Ricciardi hizo un gesto de leve fastidio, como quien ahuyenta un insecto.

—No, Bassi. Diría que no. Pero hay algo que no entiendo; usted dijo que, para complacer a Vezzi, su colaborador debía saber desaparecer en el momento adecuado y dejarlo libre. Explíqueme mejor en qué sentido. ¿Qué quiere decir en concreto?

Bassi dio la impresión de que acababan de pillarlo desprevenido. Con el índice de la mano derecha se ajustó las gafas a la nariz.

—¿En concreto? Pues en concreto significa que el maestro quería… discreción. Uno debía adivinar lo que él quería antes de que hablara, como les ocurre a todos aquéllos que están dotados de una gran personalidad.

—Verá usted, Bassi, le he hecho una pregunta bien clara. Créame, no estamos en un convento, aquí se oye todo tipo de cosas. Sé que usted insinuaba algo y pretendo que me explique qué era.
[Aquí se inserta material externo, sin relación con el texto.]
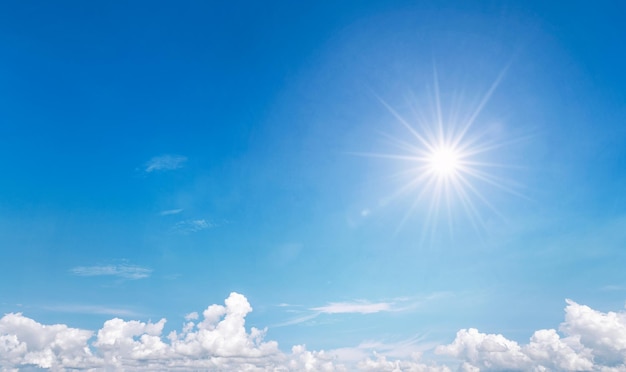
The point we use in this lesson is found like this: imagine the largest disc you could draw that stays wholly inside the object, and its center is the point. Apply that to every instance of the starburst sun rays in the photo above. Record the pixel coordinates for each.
(446, 164)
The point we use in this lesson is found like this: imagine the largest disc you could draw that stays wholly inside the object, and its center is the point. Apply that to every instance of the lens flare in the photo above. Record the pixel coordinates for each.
(447, 161)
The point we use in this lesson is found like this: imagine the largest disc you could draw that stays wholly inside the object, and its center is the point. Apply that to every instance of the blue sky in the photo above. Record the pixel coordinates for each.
(157, 157)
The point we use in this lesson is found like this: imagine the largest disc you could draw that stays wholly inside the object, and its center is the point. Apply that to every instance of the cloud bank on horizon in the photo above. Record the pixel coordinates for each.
(587, 340)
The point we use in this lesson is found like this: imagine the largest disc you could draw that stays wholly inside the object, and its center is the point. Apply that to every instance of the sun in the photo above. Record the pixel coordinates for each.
(444, 161)
(448, 163)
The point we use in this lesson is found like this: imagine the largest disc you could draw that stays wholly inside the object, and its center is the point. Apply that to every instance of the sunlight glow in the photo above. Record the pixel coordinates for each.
(446, 163)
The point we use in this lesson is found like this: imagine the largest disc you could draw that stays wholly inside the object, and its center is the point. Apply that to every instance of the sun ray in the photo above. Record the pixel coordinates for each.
(448, 160)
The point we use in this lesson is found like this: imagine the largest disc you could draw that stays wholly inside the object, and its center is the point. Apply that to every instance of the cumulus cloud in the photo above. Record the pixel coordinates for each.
(165, 163)
(120, 271)
(592, 341)
(217, 339)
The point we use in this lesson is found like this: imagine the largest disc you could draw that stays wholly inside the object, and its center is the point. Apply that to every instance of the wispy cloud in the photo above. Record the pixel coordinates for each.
(170, 212)
(165, 163)
(191, 226)
(360, 307)
(120, 271)
(91, 309)
(397, 304)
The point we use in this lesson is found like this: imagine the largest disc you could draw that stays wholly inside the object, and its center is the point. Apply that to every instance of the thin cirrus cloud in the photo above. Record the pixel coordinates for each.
(165, 163)
(121, 271)
(218, 339)
(354, 307)
(170, 212)
(191, 226)
(92, 309)
(357, 307)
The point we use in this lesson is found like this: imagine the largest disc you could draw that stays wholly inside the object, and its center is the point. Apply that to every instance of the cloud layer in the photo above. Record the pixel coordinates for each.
(120, 271)
(165, 163)
(588, 340)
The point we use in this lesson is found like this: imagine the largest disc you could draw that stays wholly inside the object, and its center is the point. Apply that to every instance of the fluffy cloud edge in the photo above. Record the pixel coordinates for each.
(217, 339)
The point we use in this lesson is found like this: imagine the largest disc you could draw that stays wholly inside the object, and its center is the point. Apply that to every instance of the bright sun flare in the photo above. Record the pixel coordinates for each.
(446, 162)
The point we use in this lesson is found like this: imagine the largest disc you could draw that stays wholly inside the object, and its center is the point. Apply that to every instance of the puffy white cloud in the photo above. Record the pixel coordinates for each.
(217, 339)
(23, 341)
(593, 341)
(165, 162)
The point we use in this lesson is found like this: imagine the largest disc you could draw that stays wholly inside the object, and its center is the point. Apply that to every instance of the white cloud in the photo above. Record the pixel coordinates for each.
(165, 163)
(217, 339)
(170, 212)
(354, 307)
(90, 309)
(120, 271)
(593, 341)
(191, 226)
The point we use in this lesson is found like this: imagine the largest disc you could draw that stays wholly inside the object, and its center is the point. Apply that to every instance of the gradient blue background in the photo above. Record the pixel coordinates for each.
(269, 102)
Bassi perdió al instante la seguridad en sí mismo. Y empezó a hablar con voz queda.

—El maestro tenía sus debilidades. ¿Y quién no? Era un hombre que siempre y en todas las circunstancias buscaba su gratificación. Y le gustaban las mujeres, sobre todo las del prójimo. Muchas veces llegué a pensar que no soportaba la idea de que una mujer prefiriese a otro. A quien fuese. Entonces iba y se la quitaba. O intentaba quitársela; normalmente lo conseguía.

—Pero ¿no estaba casado? ¿No es su esposa la que llegará hoy en el tren?

—Bueno, casado es un decir. Su esposa es un tipo de mujer que…, verá, era cantante, una contralto. Abandonó su carrera hace diez años, cuando se casaron. Y desde que el hijo se les murió de difteria hace cinco años, prácticamente ya no volvieron a hablarse. Cada cual hacía su vida. Pero, como usted comprenderá, comisario, el maestro era amigo personal del Duce. La familia no se puede destruir. Así que, para guardar las formas, siguieron juntos. Pero sólo para guardar las formas.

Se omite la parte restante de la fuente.